The data is made available in the [outbreaks](https://cran.r-project.org/web/packages/outbreaks/index.html) package, which is a collection of several simulated and real outbreak datasets, and has been very [slightly modified](https://github.com/bioconnector/workshops/blame/master/r-predictive-flu.Rmd#L20) for use here. The analysis we'll do here is inspired by and modified in part from a [similar analysis by Shirin Glander](https://shiring.github.io/machine_learning/2016/11/27/flu_outcome_ML_post).
There are two datasets available to download on the [data](data.html) page:
1. **[h7n9.csv](data/h7n9.csv)**: The original dataset.
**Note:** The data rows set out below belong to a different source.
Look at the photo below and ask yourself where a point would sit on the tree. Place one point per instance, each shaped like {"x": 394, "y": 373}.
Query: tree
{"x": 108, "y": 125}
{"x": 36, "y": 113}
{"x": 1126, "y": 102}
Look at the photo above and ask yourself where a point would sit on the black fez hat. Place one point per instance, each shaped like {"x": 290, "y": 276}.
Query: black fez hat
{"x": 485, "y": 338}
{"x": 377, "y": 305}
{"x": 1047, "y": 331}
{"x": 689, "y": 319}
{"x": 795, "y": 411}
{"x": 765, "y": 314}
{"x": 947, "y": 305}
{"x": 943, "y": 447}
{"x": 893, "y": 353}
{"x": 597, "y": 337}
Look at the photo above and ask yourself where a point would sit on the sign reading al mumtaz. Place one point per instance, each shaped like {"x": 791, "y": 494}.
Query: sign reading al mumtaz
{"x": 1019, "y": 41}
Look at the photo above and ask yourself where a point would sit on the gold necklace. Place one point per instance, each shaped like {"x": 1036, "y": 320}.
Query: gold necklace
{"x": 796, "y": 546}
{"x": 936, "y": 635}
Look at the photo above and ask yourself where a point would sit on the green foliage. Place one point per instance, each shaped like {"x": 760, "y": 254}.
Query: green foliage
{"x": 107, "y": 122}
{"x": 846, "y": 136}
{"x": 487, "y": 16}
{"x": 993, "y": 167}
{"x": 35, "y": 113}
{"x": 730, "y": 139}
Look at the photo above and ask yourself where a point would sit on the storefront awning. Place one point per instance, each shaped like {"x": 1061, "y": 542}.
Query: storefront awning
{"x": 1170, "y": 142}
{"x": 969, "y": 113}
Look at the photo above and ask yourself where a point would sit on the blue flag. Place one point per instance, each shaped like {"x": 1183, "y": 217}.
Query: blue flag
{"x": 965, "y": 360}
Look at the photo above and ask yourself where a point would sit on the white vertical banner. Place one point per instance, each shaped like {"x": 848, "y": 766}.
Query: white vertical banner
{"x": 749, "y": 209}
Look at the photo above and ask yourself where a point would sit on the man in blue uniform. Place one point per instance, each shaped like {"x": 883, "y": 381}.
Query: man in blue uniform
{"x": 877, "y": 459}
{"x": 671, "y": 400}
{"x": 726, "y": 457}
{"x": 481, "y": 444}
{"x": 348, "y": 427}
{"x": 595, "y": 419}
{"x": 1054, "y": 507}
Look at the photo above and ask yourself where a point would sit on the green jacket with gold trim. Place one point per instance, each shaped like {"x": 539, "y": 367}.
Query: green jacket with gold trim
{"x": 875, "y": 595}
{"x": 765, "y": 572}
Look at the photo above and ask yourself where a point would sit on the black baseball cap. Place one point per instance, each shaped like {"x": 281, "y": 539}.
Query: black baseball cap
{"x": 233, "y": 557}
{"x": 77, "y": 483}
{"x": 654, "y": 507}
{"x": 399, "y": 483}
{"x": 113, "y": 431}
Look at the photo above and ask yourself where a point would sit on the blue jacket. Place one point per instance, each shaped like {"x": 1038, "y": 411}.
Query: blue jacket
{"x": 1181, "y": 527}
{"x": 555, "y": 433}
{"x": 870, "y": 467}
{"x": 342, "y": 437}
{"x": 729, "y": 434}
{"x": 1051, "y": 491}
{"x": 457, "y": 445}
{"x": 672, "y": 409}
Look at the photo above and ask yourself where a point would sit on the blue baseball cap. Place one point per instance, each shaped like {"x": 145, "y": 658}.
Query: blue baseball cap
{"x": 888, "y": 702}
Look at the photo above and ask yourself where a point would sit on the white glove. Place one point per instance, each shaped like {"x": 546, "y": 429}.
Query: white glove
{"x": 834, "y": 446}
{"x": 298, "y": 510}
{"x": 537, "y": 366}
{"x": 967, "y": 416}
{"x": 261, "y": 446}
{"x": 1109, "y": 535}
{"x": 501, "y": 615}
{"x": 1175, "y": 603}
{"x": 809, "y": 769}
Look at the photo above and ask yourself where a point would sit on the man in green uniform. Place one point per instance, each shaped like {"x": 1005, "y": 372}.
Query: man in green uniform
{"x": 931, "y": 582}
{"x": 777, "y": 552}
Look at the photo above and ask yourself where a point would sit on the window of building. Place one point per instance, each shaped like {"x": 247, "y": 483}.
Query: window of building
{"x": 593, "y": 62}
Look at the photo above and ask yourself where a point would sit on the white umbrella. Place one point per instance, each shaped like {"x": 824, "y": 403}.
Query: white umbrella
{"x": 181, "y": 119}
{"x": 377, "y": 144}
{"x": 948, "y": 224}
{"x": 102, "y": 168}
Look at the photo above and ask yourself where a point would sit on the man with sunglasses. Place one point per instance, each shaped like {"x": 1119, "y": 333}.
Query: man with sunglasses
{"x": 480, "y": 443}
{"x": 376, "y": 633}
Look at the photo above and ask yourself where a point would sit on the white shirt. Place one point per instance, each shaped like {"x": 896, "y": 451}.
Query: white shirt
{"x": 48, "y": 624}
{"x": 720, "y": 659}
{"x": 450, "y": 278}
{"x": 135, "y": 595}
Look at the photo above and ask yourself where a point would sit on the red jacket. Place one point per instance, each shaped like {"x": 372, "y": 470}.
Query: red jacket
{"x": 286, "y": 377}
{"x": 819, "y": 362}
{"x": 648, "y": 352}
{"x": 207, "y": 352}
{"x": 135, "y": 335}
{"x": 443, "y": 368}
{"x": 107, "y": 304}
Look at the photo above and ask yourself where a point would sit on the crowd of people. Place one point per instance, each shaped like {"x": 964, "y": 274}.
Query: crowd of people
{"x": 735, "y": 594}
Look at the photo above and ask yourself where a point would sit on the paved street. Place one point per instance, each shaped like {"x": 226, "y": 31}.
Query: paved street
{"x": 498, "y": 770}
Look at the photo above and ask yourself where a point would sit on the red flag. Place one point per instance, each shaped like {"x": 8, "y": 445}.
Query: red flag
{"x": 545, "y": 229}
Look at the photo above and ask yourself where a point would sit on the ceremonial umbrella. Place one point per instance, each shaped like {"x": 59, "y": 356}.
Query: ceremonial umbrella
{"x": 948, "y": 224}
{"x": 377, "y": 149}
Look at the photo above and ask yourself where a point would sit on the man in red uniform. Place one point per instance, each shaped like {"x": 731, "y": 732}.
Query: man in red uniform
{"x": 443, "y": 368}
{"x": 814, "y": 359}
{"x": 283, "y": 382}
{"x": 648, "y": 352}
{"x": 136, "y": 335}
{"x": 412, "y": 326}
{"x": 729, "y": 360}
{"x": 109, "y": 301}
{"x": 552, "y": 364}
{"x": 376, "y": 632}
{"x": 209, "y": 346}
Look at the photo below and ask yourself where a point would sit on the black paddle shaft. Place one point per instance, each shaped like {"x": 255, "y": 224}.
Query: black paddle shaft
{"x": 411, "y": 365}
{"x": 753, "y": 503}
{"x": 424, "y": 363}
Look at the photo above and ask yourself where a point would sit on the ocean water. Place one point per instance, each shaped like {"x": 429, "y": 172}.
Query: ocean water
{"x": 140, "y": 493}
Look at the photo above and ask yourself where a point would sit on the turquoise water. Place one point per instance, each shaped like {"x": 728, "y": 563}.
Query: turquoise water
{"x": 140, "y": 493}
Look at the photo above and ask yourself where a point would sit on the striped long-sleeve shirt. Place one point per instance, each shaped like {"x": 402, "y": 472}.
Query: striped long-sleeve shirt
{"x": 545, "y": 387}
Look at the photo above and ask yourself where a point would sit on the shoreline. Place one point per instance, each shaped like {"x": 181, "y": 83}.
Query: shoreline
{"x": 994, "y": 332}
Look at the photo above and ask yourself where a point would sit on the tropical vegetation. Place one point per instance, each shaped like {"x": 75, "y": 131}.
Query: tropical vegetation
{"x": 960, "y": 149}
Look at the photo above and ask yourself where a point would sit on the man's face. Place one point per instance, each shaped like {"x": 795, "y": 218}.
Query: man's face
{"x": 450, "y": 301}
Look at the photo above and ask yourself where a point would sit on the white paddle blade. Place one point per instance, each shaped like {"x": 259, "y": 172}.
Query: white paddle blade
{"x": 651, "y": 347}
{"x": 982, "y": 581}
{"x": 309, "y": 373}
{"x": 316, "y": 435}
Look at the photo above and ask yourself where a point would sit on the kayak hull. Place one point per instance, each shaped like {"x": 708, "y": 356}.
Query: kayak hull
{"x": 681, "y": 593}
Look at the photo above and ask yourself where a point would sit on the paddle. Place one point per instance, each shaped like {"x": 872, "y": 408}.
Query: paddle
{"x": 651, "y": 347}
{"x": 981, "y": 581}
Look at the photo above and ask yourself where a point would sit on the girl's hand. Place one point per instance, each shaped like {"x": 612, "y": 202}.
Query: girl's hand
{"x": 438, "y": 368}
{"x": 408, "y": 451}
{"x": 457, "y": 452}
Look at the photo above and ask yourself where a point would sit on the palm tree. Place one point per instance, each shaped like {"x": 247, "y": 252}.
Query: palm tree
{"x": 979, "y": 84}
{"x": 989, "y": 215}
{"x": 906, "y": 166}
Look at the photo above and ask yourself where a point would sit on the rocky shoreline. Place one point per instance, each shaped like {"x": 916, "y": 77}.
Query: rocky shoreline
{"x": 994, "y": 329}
Contains the following variables, with lots of missing data throughout.
- **`case_id`**: the sample identifier
- **`date_onset`**: date of onset of syptoms
- **`date_hospitalization`**: date the patient was hospitalized, if available
- **`date_outcome`**: date the outcome (recovery, death) was observed, if available
- **`outcome`**: "Death" or "Recover," if available
- **`gender`**: male (m) or female (f)
- **`age`**: age of the individual, if known
- **`province`**: either Shanghai, Jiangsu, Zhejiang, or Other (lumps together less common provinces)
2. **[h7n9\_analysisready.csv](data/h7n9_analysisready.csv)**: The "analysis-ready" dataset. This data has been cleaned up, with some "feature extraction" / variable recoding done to make the data more suitable to data mining / machine learning methods used here. We still have the outcome variable, either _Death_, _Recover_ or unknown (NA).
- **`case_id`**: _(same as above)_
- **`outcome`**: _(same as above)_
- **`age`**: _(same as above, imputed if unknown)_
- **`male`**: Instead of sex (m/f), this is a 0/1 indicator, where 1=male, 0=female.
- **`hospital`**: Indicator variable whether or not the patient was hospitalized
- **`days_to_hospital`**: The number of days between onset and hospitalization
- **`days_to_outcome`**: The number of days between onset and outcome (if available)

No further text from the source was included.